Step-by-Step Instructions
  1. In a large pot, heat 2 tablespoons of olive oil over medium heat. Once shimmering, add 1 diced onion and cook until soft and translucent, about 5 minutes.
  2. Add 3 minced garlic cloves and 1 teaspoon of red pepper flakes to the pot. Sauté for about 1 minute until the garlic becomes fragrant.
  3. Toss in 4 cups of shredded chicken, 4 cups of chicken broth, 1 can of crushed tomatoes, and 1 tablespoon of Italian seasoning. Season with salt and pepper to taste.
  4. Once boiling, stir in 1 cup of orzo pasta.
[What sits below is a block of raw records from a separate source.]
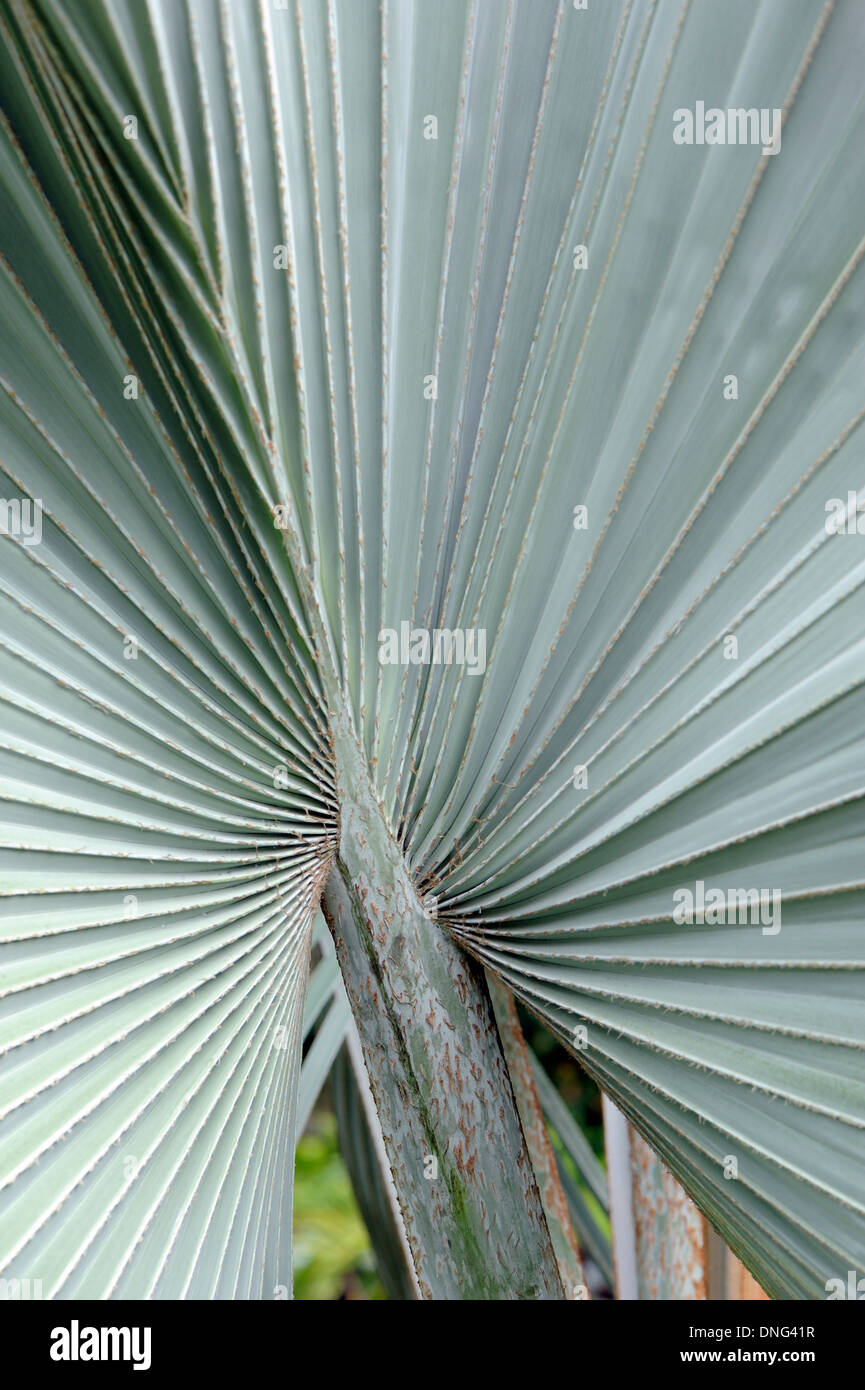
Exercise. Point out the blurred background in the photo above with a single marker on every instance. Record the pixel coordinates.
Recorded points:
(334, 1253)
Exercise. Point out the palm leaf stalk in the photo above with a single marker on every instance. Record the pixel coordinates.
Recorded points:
(338, 323)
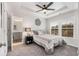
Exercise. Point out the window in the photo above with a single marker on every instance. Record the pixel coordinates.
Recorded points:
(54, 30)
(67, 30)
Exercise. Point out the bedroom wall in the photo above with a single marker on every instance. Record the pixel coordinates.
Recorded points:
(69, 17)
(29, 21)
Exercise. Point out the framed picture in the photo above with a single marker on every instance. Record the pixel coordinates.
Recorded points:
(1, 15)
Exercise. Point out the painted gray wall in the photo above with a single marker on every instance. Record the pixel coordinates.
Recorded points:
(70, 17)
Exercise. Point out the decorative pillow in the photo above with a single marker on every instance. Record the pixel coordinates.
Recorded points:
(40, 32)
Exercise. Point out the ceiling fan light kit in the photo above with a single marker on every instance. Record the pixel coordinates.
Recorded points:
(45, 7)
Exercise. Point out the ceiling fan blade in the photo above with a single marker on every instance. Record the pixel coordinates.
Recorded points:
(49, 4)
(50, 9)
(39, 6)
(38, 10)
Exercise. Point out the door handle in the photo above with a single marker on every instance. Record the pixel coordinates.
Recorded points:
(2, 44)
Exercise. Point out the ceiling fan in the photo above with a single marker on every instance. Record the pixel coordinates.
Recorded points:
(45, 7)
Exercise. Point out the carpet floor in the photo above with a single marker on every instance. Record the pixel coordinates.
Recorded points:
(35, 50)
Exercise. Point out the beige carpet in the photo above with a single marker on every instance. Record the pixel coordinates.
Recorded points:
(35, 50)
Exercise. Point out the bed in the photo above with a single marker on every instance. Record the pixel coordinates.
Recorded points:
(48, 42)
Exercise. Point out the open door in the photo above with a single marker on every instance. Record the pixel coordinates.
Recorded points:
(3, 30)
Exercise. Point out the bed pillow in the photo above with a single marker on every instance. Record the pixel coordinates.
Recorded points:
(40, 32)
(35, 32)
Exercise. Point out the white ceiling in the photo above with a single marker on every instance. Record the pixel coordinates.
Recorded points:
(22, 9)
Reduce the heat to a simmer and let it cook for 8–10 minutes.
  5. After the orzo is tender, pour in 1 cup of heavy cream and allow it to heat through for an additional 3 minutes.
  6. Remove the pot from heat and stir in 1 cup of freshly grated Parmesan cheese until fully melted.
  7. Fold in 3 cups of baby spinach, stirring just until it wilts, about 1–2 minutes.
  8. Ladle the soup into bowls and garnish with freshly chopped basil or parsley.

Nutrition

Serving: 1cupCalories: 450kcalCarbohydrates: 35gProtein: 28gFat: 25gSaturated Fat: 12gPolyunsaturated Fat: 1gMonounsaturated Fat: 5gCholesterol: 90mgSodium: 800mgPotassium: 650mgFiber: 3gSugar: 5gVitamin A: 3500IUVitamin C: 20mgCalcium: 250mgIron: 2mg

Notes

Store leftovers in an airtight container for up to 3 days. Avoid freezing the soup with dairy to maintain texture.